Thursday, July 25, 2013

These Are a Few of My Favorite Things

I love the smell of new magazines, freshly cut lawns, wassail in winter,  freshly baked bread, the guys' side of the Hollister store, lemon scented Lysol wipes, summer rain, Calvin Klein's perfume CK In2U for women, a new box of crayons, and orange blossoms in spring.

I love listening to my music so loud that my ears are left ringing.  I love driving with my music turned up as loud as it can go and singing along at the top of my voice.  I love driving fast and over the speed limit when there's no one else on the lonely stretch of road.

I love laying in my bed and watching sitcoms like Arrested Development, Seinfeld, Parks and Recreation, Community, The Office, Modern Family and 30 Rock.  Actually, I love laying in my bed, period.  Maybe that sounds lazy, but it's just so gosh darn comfortable!  I often wish I didn't have to leave it.

I love the mountains of northeastern Arizona.  I love visiting there and sleeping on the trampoline at night.  I love going up into the mountains, sitting in a camp chair, reading a novel and listening to the Aspen trees whisper in the breeze.

I love the smell of campfires.  I love how my sweatshirt smells like smoke after camping.

I love autumn.  I love how the leaves change colors and how the weather cools down.  I love being cold, because I love being able to wear cardigans, coats and scarves.

I love boys that smell nice and wear cologne.  I love getting hugged by these boys.  I love the idea of being in a relationship with one of these boys.  Actually, I simply love the idea of being in a relationship.

I love being nostalgic.  I love reminiscing.  I love thinking back to how things used to be, romanticizing the good and ignoring the bad.  I love remembering my past loves.  Maybe that is masochistic, but I love them.  They will always have a place in my heart.  I love what they taught me.  I love what I learned from the situations and relationships themselves.  I think I just love love.


This post's title came from this song:
My Favorite Things from the Sound of Music by Rodgers and Hammerstein





Wednesday, July 10, 2013

We Might As Well Be Strangers

I guess I am masochistic.  Or insane.  Or a glutton for punishment.  Or all of the above.

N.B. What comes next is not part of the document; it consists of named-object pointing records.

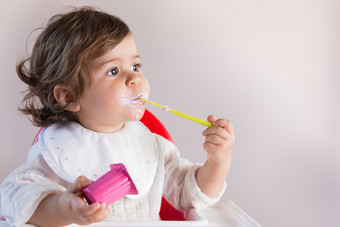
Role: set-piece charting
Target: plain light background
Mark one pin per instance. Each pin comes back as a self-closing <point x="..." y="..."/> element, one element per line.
<point x="270" y="66"/>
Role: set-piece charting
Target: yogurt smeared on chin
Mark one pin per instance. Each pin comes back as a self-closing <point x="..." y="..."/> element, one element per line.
<point x="134" y="100"/>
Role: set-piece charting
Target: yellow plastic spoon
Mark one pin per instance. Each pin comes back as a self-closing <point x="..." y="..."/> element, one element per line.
<point x="195" y="119"/>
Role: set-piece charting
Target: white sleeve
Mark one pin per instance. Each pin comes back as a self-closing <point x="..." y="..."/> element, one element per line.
<point x="180" y="185"/>
<point x="25" y="187"/>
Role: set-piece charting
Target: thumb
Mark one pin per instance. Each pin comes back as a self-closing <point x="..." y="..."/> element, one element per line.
<point x="211" y="118"/>
<point x="80" y="183"/>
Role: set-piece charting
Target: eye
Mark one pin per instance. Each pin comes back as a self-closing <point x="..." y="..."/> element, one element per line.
<point x="113" y="72"/>
<point x="136" y="67"/>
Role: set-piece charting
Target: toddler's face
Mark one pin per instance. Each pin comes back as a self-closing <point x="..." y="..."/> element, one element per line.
<point x="118" y="82"/>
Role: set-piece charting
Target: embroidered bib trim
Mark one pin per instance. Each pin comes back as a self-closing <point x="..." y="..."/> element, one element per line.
<point x="72" y="150"/>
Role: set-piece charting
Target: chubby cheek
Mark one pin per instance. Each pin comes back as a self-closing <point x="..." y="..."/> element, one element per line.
<point x="135" y="114"/>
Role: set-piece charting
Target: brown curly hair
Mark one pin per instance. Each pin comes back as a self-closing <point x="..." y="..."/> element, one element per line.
<point x="61" y="55"/>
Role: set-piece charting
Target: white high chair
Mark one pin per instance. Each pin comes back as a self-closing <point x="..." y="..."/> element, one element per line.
<point x="223" y="214"/>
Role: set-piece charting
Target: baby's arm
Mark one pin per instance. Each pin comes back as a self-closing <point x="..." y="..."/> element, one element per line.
<point x="218" y="143"/>
<point x="60" y="209"/>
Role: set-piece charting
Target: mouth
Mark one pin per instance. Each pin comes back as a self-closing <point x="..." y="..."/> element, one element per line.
<point x="135" y="99"/>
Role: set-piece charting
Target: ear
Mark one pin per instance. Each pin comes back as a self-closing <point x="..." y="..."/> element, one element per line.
<point x="64" y="97"/>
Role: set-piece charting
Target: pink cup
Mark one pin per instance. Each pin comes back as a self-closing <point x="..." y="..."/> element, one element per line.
<point x="110" y="187"/>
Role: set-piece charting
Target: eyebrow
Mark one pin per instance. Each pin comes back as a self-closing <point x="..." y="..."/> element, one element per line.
<point x="101" y="64"/>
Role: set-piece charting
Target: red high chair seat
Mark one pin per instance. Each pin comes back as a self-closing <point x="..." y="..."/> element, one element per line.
<point x="167" y="212"/>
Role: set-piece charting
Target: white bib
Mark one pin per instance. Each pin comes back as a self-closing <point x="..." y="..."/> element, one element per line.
<point x="72" y="150"/>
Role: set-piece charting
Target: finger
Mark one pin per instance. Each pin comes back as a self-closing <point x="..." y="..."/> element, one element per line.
<point x="79" y="184"/>
<point x="211" y="118"/>
<point x="225" y="124"/>
<point x="214" y="139"/>
<point x="215" y="130"/>
<point x="99" y="215"/>
<point x="88" y="210"/>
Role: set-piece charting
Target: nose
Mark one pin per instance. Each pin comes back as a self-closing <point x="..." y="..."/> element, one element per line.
<point x="133" y="79"/>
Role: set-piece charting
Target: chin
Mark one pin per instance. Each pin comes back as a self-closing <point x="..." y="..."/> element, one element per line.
<point x="138" y="115"/>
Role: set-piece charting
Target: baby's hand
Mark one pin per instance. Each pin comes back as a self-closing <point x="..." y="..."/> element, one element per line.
<point x="219" y="141"/>
<point x="83" y="213"/>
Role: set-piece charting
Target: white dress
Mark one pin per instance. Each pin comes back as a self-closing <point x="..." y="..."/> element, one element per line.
<point x="65" y="151"/>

Because here's the deal:  I invited The First over last week to a little get-together a few friends and I were having.  But it wasn't as smooth or as easy as I was hoping.  Because DUH.  He is my ex-boyfriend.  He was my first boyfriend.  He returned home from his mission a few months ago and when we saw each other unexpectedly, we both froze and had THE MOST AWKWARD two minute conversation ever, filled with lots of gaps and halting sentences.  It makes me cringe even now, just thinking about it.

He and I have been texting periodically, and that seemed to be okay, which is how I found the courage to invite him to the get-together.  But once he was there, I realized I no longer knew how to interact with him.  I couldn't get over the fact that he actually accepted my invitation to come!  Also, the fact that the only friends that didn't bail on the get-together happened to be a boy and a girl who were ENGAGED to each other made it feel like a double date of sorts...  I kept freaking out thinking my ex would think that I had creepily orchestrated a sneaky double date.  WHICH WAS NOT THE CASE, OKAY???  So he left a little early, and OF COURSE the other friends showed up as soon as he was gone.  Oh good heavens...how do I get myself into these situations??????????

I don't know why, but I am seriously OBSESSED with making peace with this kid.  I want things between us to be SO peachy...and I don't know how to make that happen, or even if I should.

Here's what I do know, though:  It was SO nice to see him.  I have missed him more than I would like to admit.  I miss the intellectual conversations that we used to have.  I miss how comfortable we used to be with each other.  I miss how familiar he used to be to me.  Now I don't know him or what he's about, and I cannot breach the gap and make things like they used to be.  He feels like a stranger to me.  And it is THE WORST.